Mon premier sentiment en lisant l'interview du jour de Benoît Paire sur l'Equipe.fr a été « Franchement, il exagère ! ». Puis j'ai changé d'avis, car j'ai été touché par sa franchise. Il est rare, à ce niveau, de voir des joueurs qui disent vraiment ce qu'ils ont sur le cœur.
Evidemment, il ne ferait pas cela avec n'importe qui. Il faut que la relation avec le journaliste soit bonne, ce qui est le cas. Mais pas que. Car Benoît, par le passé, a déjà fait preuve de grande franchise, en étonnant plus d'un à chaque fois. Je pense notamment à une interview qu'il avait donnée, dans laquelle il expliquait que la première chose à laquelle il pense lorsqu'il remporte son premier jeu dans un match est, qu'au moins, il ne perdra pas 6-0 6-0. Alors certes, le garçon est clairement torturé pour penser à ça si tôt dans un match, mais combien de joueurs l'avoueraient s'ils y pensaient ? Aucun.

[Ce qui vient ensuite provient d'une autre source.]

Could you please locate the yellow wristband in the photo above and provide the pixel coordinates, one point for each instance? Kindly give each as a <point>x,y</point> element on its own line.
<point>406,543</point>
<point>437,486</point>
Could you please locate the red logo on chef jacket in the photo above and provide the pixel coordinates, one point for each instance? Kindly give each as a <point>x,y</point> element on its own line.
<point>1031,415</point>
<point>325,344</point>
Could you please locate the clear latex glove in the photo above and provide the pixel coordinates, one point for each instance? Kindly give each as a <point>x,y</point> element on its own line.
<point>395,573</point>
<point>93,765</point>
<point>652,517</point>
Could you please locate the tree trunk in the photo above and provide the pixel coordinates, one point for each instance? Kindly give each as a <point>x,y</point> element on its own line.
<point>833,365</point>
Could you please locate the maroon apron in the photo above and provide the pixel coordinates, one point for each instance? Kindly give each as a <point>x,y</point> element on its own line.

Pas tombé dans l'oreille d'un aveugle
Pour un joueur de tennis, le match ne s’arrête jamais. Ce n'est pas parce qu'il serre la main de son adversaire et qu'il quitte le court que la partie est terminée. Loin de là. La partie se joue en permanence. Tout le monde s'affronte sans arrêt. En réalité, le circuit principal est un tout petit groupe. Tout le monde se connaît par cœur. On s'étudie, on s'espionne, on s'analyse. Sur le court, dans le vestiaire, dans la presse. Tout est bon à prendre.

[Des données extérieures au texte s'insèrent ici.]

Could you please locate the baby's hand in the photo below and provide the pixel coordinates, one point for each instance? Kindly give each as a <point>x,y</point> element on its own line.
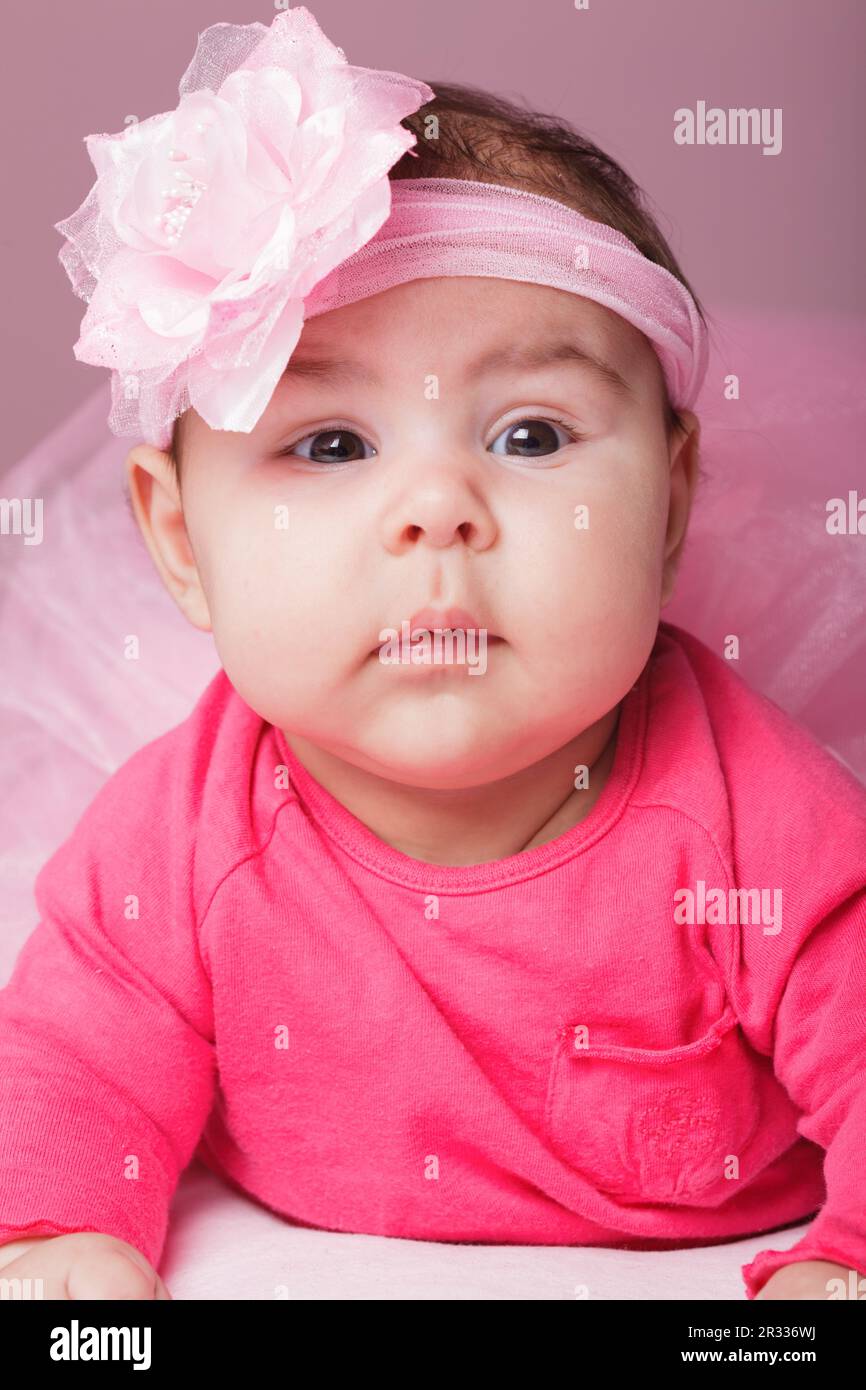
<point>82,1265</point>
<point>804,1279</point>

Alors lorsqu'il évoque sa quatorzaine, et la façon dont il va désormais se « préparer pour un Grand Chelem en une semaine, après 14 jours dans mon lit 24 heures sur 24 », vous pouvez être sûrs que ce n'est pas tombé dans l'oreille d'un aveugle. Mais lui, Benoît, il s'en fout. Il est comme il est. Il ne s'amuse pas à essayer d'être quelqu'un qu'il n'est pas. Cela étant, il est vrai que cette préparation pour un Grand Chelem est totalement catastrophique, limite dangereuse.
Il en est d'ailleurs bien conscient, lorsqu'il poursuit en avouant que « Là, je le prends plus comme une période d'entraînement. L'ATP Cup, c'est important parce que c'est l'équipe de France, donc je vais donner le maximum. L'effervescence du groupe, de l'équipe, ça va m'apporter quelque chose. Mais l'Open d'Australie, que je perde au premier tour ou que je fasse quarts, ça ne changera pas grand-chose. Ce n'est pas ma priorité. ».
Je ne joue pas au tennis pour être enfermé
C'est grave. Pas ce qu'il dit, car il est lucide et il sait très bien que ses chances de faire un bel Open d'Australie sont réduites à néant. Et d'ailleurs, en disant cela, il s'enlève de la pression. Mais je persiste et signe en disant que ce n'est pas normal d'en être arrivé là. Car Benoît n'est pas un cas isolé. Ils sont 72 ! 72 à ne pas avoir pu sortir de leur chambre pendant 15 jours. 72 à devoir s'envoyer un Grand Chelem avec une préparation quasi nulle. Et puis quelle tristesse d'en arriver au point qu'on admet qu'un Grand Chelem n'est pas une priorité, mais juste une simple période de préparation.
Tout ça corrobore ce que je disais il y a quelques jours, comme quoi il ne fallait pas disputer l'Open d'Australie coûte que coûte en début d'année. J'espère d'ailleurs pour tout le monde, mais surtout pour Tennis Australia, qu'il n'y aura pas de blessure grave, car cela leur retomberait sans doute dessus.
La seule partie de l'interview que je regrette un peu est la fin, quand Benoît dit qu'il préférerait presque « qu'ils coupent complètement et qu'on revienne dans de bonnes conditions. Je ne joue pas au tennis pour être enfermé dans une bulle. ». Là, il doit faire attention. Car à mon sens, malgré tous ces protocoles compliqués et rigoureux, cela n'en reste pas moins une vie de privilégiés. Même si en ce moment, elle est un peu plus contraignante que d'habitude.